Certain personnage qui apparaît dans une nouvelle se retrouve dans la suivante en tant que héros principal. C'est intéressant, et cela donne des idées de roman à ceux qui n’en ont pas.
L'auteur a même poussé l’astuce jusqu'à reproduire une carte de son quartier en milieu de livre. Cela permet au lecteur de savoir où se logent les différents protagonistes.
Qu’ils reviennent des States ou de Cannes, tous ressentent l’appel de la nostalgie du quartier qui les a vus naître. Tous les personnages campés sont différents, mais ils se ressemblent tous, qu’ils aient dix-sept ans deux mois cinq jours ou soixante-dix sept ans, qu'ils soient homme ou femme.
Comme si leur quartier les avait forgé d’une seule pièce unique.

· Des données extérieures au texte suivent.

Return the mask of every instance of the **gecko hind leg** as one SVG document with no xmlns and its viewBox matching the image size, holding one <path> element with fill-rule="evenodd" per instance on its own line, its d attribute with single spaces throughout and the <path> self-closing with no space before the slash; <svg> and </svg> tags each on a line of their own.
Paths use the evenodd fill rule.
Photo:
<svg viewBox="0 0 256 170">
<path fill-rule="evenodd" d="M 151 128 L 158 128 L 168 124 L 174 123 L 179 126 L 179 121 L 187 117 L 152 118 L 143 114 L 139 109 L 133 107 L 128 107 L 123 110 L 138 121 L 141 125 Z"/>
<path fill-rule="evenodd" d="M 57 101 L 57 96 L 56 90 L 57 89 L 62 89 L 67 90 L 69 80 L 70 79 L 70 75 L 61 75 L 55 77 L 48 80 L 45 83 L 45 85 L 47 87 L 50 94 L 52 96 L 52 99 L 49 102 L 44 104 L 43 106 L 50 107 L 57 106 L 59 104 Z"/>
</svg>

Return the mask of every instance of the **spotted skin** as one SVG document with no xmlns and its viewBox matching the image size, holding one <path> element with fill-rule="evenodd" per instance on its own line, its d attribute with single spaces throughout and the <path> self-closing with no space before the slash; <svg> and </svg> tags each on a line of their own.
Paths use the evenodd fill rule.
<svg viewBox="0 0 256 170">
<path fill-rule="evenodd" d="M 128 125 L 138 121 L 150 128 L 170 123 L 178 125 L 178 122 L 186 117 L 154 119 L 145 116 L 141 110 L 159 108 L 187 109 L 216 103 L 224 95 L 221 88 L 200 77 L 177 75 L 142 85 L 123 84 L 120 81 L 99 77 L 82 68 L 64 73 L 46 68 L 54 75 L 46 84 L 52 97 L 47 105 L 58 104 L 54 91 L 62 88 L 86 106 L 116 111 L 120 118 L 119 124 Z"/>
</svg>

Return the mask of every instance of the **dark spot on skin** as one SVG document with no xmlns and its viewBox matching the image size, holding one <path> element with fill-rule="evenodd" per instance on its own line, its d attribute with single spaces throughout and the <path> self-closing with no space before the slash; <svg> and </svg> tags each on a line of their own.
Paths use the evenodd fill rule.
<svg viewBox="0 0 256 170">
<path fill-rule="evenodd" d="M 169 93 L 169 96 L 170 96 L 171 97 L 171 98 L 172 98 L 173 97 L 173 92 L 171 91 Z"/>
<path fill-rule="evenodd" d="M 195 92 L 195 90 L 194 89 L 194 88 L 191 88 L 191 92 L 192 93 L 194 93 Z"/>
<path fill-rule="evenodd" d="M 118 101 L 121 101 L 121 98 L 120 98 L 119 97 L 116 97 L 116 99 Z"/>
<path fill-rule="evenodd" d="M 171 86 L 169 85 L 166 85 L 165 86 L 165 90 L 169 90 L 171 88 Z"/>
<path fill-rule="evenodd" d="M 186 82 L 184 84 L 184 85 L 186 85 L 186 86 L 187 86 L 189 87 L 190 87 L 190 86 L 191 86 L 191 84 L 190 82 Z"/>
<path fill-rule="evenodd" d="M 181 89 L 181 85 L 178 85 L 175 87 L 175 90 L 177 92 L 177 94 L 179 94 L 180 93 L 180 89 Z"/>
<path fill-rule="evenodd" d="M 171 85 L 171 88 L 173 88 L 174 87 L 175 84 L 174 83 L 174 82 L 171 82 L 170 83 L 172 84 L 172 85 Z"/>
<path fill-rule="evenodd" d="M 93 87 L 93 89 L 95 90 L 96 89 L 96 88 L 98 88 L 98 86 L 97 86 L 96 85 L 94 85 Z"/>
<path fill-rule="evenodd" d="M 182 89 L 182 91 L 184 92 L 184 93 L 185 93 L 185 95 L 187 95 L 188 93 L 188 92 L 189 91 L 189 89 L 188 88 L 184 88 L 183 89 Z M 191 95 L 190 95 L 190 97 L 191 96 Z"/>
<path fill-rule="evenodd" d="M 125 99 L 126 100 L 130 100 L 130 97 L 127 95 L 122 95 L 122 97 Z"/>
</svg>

Le lecteur ne comprend pas toujours la chute, mais est-ce vraiment grave ? On reste sur une interrogation comme dans la nouvelle du chapitre VII qui traite du déménagement : "Je n’ai jamais revu Manu. Quand je pense à lui, je pense que j’aurais dû faire quelque chose, je pense à plein de petites choses, à la lumière qui le gênait, aux mouettes du terrain vague, à la cabine téléphonique où j’étais sûr de le trouver s’il n'était pas chez lui, à la douche qui pissait jaune et je finis toujours par me demander aussi, pour l’ambulance. J'aurais dû faire quelque chose". De petites histoires quotidiennes comme il nous en arrive si souvent et auxquelles nous ne prenons pas garde…

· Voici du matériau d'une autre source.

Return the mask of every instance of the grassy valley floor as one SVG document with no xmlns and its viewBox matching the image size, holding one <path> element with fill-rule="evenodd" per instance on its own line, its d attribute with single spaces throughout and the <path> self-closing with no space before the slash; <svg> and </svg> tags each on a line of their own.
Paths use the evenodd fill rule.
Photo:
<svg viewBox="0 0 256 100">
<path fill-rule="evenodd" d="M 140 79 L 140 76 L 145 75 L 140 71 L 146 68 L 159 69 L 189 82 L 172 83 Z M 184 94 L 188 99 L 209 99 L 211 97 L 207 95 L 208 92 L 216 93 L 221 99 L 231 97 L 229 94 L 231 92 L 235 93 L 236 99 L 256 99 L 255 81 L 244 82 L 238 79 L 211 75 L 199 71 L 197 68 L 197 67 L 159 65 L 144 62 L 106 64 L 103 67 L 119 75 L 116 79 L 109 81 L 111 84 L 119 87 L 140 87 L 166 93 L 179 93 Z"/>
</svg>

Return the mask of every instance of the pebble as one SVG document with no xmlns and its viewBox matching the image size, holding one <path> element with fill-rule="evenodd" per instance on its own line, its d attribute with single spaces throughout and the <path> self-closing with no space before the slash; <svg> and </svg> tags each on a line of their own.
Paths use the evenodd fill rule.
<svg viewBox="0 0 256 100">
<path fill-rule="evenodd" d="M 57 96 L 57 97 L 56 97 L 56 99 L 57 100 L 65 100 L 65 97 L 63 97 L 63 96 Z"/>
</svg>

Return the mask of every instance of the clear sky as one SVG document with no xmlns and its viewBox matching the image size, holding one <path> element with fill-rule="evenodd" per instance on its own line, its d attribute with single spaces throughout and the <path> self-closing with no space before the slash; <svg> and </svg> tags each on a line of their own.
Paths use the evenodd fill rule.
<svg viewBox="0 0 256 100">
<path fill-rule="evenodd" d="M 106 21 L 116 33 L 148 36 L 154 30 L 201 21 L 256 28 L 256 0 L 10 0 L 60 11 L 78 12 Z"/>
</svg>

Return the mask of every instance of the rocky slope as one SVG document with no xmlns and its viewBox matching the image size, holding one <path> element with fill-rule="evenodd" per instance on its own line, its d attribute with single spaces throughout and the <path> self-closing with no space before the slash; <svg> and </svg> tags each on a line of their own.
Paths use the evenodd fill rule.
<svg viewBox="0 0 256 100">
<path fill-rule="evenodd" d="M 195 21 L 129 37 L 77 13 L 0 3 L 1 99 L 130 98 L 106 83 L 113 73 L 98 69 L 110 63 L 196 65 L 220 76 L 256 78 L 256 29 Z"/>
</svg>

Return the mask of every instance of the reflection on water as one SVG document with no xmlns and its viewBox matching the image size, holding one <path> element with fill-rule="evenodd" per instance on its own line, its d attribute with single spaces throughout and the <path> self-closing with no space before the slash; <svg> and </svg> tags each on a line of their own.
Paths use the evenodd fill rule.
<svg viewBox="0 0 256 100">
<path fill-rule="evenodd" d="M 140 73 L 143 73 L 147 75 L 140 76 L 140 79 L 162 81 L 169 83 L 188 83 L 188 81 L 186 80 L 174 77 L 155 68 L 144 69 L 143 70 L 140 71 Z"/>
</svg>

La vie d'un quartier 7 étoiles

Le héros du roman, c'est un quartier, à la périphérie de Paris. Un quartier populaire incarné par huit voix, des personnages qui viennent chacun à leur tout nous confier des morceaux de leurs vies. Des monologues, des confessions, huit nouvelles intérieures. La vie d'une banlieue à travers huit histoires, empreintes de douceur et pudeur, comme celle de ce lycéen amoureux et maladroit qui confie la difficulté de ses émois. Des êtres marqués par une profonde solitude ou une détresse insurmontable. Tour à tour, chaque personnage devient le héros, le temps d'un récit. Belle alternance de portraits et de caractères.
Dominique Fabre a parfaitement rendu ses personnages vivants et réels, on a l'impression de connaître quelqu'un qui leur ressemble ou d'avoir, un jour ou l'autre, vécu ce quotidien banal. Un beau recueil, triste et poignant.